Are Anonymous Apps The New Confessional?

I was recently interviewed for the Adweek article, “Anonymous Apps Like Whisper and Secret Have A Dark Side — Abusive Language and Bullying Have Brands Proceeding With Caution” My rant was longer than what appeared in the pub, so I’ve posted the other questions and answers here. I’d love to know your thoughts on this one since it’s a fairly polarizing topic. Please feel free to comment.


1. In general, what’s your view of apps and services that allow people some level of anonymity when they communicate?

First, I should tell you that I have 13 year old boy/girl twins so I’m acutely aware of these apps and the risks associated with them. Chief among them is the potential for bullying. However, at the risk of coming across pollyanna, I prefer to see these apps as more liberating than dangerous (for everyone but my kids ;-). Of course, social media creates great opportunity for both good and evil. Apps and services that allow people anonymity demonstrate a shift among Millennials from hyper-curated profiles and content to real, authentic, and grittier musings that convey a sense of vulnerability. This audience wants to show the world fully formed online personas and narratives, replete with sad and happy thoughts, silly faces, and no make up selfies — a shift from the lopsided, ‘happy’, stylized narratives we’ve become accustomed to online. But, not everyone is ready to associate their names and faces with their raw and candid thoughts. It’s an evolution in social media (which always come with some risks) and apps like Whisper, Secret, Truth and are helping people move along the continuum.

2. Have any of your agency’s clients run campaigns in anonymous apps?


3. If one of your clients wanted to appear in one, what guidance would you give? What are the pros and cons to consider?
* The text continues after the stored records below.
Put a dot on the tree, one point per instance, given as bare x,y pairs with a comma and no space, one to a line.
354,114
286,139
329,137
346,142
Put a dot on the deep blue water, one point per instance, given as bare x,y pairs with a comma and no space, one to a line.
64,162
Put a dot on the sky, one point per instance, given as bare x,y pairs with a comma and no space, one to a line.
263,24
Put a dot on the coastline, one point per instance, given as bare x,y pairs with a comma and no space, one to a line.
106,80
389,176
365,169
As with every platform, we’d make sure our clients thoroughly understand how the app/service works, how people are interacting with it, the rules of engagement, dos and don’ts, an analysis of like-services, brands who are currently integrating with the platform, what if any opportunity exists for their brand, and the most effective way(s) to leverage their brand in the desired platform. We’d underscore the risks of insinuating a brand into one of these apps — especially at this embryonic stage in the lifecycle of this particular ecosystem. My guess is few if any corporate brands would go for this right now, but SS+K does significant advocacy work and these clients might consider a test and learn approach.
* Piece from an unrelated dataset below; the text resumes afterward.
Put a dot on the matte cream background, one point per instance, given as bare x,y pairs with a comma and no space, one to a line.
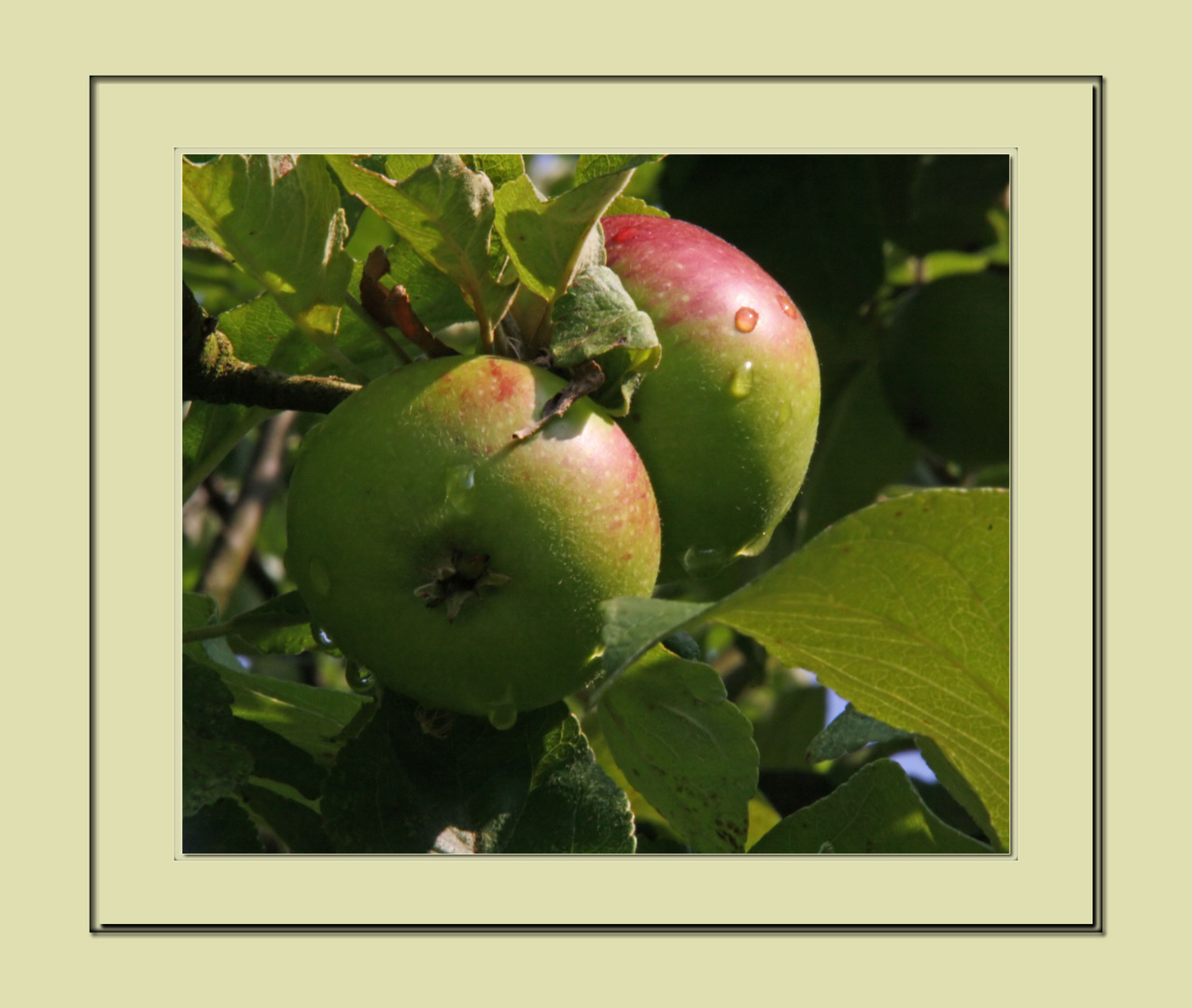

4. Perhaps Whisper, Secret,, etc. are great venues for some types of brands, but bad venues for others?

Correct. Brands with a high threshold for risk (e.g., media and entertainment, spirits) seem well-suited to test and learn their way into these services. Also, pro-social brands with broad permission structures, specifically geared towards advocacy could take advantage of important issues of the day being discussed anonymously on these platforms.

5. What advice would you give to a client that advertised in an anonymous app, and the next day a news story broke that a teen was bullied in that venue and committed suicide? What should the client do?

This is a tough question. It’s not just clients, but everyone should ask the logical questions about what better precautions can be instituted without impinging on freedom of speech. It’s a very significant issue for all of us. As I said above, social media creates great opportunity for both good and evil.

6. Is digital anonymity here to stay? Will the category grow? Do you think the risks — bullying, possible libel, etc. — are just the risks we have to take?

There’s a sense of liberation and freedom that comes with expressing your thoughts openly and honestly without judgement. As more people discover this they’ll contribute more and more often to these platforms. I think the category will grow if apps like Whisper, Secret and others continue to demonstrate a sincere respect for privacy, a path towards growth and a bridge towards marketing. The risk of bullying and possible libel have existed since the early days of social on virtually every platform. Being able to do it anonymously will certainly add velocity to these threads but my hope is that communities will continue to self police and extinguish these hateful rants with positive dialogue and a no tolerance policy that ensures there’s very little room for the behavior.